Columbia University Medical Center (CUMC) researchers have identified dozens of new spontaneous genetic mutations that play a significant role in the development of schizophrenia, adding to the growing list of genetic variants that can contribute to the disease. The study, the largest and most comprehensive of its kind, was published today in the online edition of the journal Nature Genetics.
Although schizophrenia typically onsets during adolescence and early adulthood, many of the mutations were found to affect genes with higher expression during early-to-mid fetal development. Together, the findings show that both the function of the mutated gene and when the gene is expressed are critically important in determining the risk for schizophrenia.
The findings inform epidemiologic studies showing that environmental factors, such as malnutrition or infections during pregnancy, can contribute to the development of schizophrenia. "Our findings provide a mechanism that could explain how prenatal environmental insults during the first and second trimester of pregnancy increase one's risk for schizophrenia," said study leader Maria Karayiorgou, MD, professor of psychiatry at CUMC, and acting chief, division of Psychiatric and Medical Genetics, New York State Psychiatric Institute. "Patients with these mutations were much more likely to have had behavioral abnormalities, such as phobias and anxiety in childhood, as well as worse disease outcome."
In an earlier study of 53 families, the team of investigators found that spontaneous, or de novo, mutations - genetic errors that are present in patients but not in their parents - play a role in a substantial portion of sporadic cases of schizophrenia. The mutations were found in the part of the genome that codes for proteins, known as the exome.
In the larger, current study, the researchers performed whole-exome sequencing on 231 patient "trios" from the United States and South Africa. Each trio consisted of a patient and both of his or her parents, who were unaffected by the disease. By comparing the exomes of the patients with those of their parents, the researchers were able to identify de novo rather than heritable, mutations that may contribute to schizophrenia. This is the first study of this scale to search for single nucleotide variations in the exomes of schizophrenia patients. Previous studies from the Columbia group and others searched for much larger genetic variations, such as gene deletions or duplications.
The researchers identified many mutated genes with diverse functions. They also identified four new genes (LAMA2, DPYD, TRRAP, and VPS39) affected by recurrent de novo events within or across the two populations, a finding unlikely to have occurred by chance.

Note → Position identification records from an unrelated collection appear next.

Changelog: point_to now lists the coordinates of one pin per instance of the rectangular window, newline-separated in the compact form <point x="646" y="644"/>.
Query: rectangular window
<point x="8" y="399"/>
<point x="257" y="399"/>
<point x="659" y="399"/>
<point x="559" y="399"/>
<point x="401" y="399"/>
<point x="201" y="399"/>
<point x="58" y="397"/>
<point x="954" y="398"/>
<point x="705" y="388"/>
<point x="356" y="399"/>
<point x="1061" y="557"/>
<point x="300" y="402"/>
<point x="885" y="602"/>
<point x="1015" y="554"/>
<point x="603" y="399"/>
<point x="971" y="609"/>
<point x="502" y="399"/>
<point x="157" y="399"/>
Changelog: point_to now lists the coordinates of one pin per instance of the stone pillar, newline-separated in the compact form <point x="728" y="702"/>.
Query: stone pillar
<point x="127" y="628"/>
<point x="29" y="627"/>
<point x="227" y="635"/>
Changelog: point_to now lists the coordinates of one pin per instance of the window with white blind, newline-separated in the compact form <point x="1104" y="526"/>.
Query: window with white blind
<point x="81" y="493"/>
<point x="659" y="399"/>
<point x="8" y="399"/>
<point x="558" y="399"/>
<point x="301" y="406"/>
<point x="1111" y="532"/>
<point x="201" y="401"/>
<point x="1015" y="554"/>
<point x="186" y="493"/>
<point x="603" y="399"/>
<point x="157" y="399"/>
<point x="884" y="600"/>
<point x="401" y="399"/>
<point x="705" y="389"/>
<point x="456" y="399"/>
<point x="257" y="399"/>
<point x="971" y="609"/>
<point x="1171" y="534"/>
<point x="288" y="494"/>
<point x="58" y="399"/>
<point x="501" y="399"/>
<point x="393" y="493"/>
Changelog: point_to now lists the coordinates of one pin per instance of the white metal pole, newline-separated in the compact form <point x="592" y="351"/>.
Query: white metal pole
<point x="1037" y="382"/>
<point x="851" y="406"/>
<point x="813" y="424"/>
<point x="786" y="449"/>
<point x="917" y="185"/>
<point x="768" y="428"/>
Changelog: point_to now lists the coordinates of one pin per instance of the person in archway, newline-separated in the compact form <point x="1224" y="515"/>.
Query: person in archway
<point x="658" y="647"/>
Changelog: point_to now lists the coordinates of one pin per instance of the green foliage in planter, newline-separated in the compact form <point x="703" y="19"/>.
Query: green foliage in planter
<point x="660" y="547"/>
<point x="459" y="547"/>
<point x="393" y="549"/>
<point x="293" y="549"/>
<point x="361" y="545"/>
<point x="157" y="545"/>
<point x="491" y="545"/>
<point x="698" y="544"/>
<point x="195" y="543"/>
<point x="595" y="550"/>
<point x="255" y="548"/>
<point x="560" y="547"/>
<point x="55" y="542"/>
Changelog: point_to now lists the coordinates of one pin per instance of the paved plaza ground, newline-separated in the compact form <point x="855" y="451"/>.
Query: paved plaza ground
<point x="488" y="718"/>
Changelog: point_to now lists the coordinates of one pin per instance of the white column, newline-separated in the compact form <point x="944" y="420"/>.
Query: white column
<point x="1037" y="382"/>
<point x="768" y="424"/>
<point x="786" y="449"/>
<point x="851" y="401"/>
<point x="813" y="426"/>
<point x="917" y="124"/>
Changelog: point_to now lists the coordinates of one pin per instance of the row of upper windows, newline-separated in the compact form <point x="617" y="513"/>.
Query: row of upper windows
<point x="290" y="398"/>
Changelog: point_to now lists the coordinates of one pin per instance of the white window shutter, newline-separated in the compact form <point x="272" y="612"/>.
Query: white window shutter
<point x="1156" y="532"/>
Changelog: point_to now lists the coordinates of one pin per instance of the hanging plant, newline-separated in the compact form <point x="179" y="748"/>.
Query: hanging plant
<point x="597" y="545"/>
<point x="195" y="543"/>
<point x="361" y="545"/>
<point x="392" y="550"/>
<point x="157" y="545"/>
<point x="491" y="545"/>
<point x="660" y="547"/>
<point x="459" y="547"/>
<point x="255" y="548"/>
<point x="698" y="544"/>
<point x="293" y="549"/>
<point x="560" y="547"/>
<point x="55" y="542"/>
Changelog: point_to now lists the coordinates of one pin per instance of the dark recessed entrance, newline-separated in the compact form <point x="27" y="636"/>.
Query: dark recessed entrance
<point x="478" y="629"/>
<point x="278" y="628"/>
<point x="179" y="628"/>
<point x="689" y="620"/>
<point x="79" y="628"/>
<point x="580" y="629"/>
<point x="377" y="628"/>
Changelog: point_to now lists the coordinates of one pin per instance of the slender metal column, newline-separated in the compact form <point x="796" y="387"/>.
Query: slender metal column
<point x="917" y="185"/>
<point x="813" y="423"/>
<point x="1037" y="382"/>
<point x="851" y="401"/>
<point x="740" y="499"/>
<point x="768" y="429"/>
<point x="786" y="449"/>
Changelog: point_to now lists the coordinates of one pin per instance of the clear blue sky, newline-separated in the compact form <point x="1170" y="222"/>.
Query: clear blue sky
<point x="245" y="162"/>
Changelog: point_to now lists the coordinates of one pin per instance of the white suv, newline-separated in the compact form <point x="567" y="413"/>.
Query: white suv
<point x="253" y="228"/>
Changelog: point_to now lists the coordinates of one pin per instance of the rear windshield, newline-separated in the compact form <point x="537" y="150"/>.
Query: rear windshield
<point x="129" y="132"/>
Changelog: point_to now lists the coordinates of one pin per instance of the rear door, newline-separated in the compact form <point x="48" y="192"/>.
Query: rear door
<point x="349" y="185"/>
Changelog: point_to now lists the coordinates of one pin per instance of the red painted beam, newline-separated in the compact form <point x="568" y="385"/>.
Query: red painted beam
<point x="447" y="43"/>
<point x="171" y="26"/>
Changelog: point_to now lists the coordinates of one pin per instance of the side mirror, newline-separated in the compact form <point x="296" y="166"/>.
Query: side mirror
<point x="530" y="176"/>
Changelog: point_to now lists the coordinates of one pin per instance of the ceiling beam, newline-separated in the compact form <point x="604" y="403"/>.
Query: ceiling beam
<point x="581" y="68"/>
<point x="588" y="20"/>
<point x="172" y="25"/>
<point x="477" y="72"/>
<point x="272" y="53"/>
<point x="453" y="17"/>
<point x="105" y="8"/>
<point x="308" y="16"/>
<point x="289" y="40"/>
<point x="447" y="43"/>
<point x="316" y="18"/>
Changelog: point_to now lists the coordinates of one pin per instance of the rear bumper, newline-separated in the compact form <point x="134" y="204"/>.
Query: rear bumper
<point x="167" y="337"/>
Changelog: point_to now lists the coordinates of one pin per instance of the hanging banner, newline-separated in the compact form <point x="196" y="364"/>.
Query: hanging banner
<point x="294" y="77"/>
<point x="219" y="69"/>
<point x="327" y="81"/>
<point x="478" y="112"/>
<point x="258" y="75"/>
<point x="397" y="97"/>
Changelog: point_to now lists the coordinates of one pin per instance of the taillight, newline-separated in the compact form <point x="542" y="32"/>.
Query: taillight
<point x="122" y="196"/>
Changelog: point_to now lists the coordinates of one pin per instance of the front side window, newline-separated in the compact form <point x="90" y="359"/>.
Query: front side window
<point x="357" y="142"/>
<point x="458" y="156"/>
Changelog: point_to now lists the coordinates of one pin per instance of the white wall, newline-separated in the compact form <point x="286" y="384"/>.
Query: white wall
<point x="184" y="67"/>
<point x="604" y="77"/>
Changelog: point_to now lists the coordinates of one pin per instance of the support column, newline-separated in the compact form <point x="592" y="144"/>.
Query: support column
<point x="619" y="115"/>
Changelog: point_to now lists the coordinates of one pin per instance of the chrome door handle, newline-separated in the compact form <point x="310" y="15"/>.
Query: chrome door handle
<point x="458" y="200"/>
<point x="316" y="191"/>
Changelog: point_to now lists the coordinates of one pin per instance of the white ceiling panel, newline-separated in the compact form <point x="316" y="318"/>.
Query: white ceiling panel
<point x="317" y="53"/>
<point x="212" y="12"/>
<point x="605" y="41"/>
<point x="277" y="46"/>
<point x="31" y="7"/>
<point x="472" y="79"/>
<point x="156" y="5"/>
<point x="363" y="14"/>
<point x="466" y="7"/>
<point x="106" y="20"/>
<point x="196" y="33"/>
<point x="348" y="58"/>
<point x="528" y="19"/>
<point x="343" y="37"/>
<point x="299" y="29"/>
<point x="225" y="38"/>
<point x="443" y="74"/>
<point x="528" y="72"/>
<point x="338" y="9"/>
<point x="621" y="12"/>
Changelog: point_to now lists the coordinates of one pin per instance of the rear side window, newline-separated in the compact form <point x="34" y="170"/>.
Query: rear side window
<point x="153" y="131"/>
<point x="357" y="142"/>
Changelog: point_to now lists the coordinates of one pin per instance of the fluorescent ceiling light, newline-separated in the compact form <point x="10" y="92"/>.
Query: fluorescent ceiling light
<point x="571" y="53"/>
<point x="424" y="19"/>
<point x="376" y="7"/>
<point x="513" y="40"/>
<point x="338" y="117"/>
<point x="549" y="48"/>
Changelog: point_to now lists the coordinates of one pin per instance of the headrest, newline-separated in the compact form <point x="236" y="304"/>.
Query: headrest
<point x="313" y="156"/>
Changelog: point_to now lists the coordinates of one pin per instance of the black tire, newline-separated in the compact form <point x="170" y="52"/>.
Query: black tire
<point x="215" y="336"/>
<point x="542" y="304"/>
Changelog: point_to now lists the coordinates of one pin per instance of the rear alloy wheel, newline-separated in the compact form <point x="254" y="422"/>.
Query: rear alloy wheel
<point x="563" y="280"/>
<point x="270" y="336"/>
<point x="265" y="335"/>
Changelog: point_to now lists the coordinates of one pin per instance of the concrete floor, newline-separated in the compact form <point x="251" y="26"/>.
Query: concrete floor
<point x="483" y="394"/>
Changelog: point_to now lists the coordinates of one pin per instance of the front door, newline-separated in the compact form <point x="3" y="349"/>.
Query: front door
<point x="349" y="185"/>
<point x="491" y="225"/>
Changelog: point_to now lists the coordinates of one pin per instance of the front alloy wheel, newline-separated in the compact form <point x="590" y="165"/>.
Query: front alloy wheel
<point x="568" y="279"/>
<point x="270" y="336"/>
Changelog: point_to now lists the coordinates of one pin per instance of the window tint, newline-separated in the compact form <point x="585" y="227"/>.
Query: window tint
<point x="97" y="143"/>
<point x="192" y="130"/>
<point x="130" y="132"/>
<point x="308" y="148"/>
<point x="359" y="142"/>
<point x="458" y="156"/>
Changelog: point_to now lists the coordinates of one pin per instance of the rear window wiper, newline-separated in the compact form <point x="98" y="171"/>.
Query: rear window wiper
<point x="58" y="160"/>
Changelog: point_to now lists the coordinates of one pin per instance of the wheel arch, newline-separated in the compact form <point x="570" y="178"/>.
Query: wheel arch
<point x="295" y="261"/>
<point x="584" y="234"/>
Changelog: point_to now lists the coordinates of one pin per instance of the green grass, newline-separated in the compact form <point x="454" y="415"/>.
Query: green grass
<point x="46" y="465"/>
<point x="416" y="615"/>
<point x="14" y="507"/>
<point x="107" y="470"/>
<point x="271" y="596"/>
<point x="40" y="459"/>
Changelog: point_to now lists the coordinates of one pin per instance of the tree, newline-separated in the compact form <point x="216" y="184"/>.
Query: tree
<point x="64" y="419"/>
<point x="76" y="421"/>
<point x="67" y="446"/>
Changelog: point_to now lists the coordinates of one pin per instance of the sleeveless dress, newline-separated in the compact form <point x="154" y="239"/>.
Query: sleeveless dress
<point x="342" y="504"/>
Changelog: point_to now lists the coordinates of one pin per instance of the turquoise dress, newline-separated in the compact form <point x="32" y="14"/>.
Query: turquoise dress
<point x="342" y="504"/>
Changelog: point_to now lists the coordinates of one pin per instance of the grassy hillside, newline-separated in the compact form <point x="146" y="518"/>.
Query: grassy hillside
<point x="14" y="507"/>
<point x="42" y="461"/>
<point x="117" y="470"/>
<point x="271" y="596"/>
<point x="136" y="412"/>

The researchers estimate that several hundred loci (genetic locations) can contribute to the development of schizophrenia. "The chance that two patients have exactly the same mutation or combination of mutations is rather small" said Dr. Karayiorgou. "What is intriguing is that despite this variability, people with schizophrenia tend to have, more or less, the same phenotype-that is, the same clinical presentation. Our hypothesis is that many neural circuits are extremely important in schizophrenia and that these circuits are vulnerable to a number of influences. So, when any of the genes involved in these circuits are mutated, the end result is the same."
According to the researchers, the challenge remains to identify the affected biological processes and neural circuits, and to determine how they are affected.
"Although the genetics of schizophrenia are extremely complex, a coherent picture of the disease is beginning to emerge," said co-director of the study Dr. Joseph Gogos, MD, PhD, and associate professor of physiology and neuroscience at Columbia University Medical Center. "Our studies show that dozens, and perhaps hundreds, of different spontaneous mutations can raise one's risk for schizophrenia. On the surface, this is daunting, but using these new findings to understand how these mutations affect the same neural circuits, including during early fetal development, raises hopes that it may be possible to develop effective prevention and treatment strategies for the disease."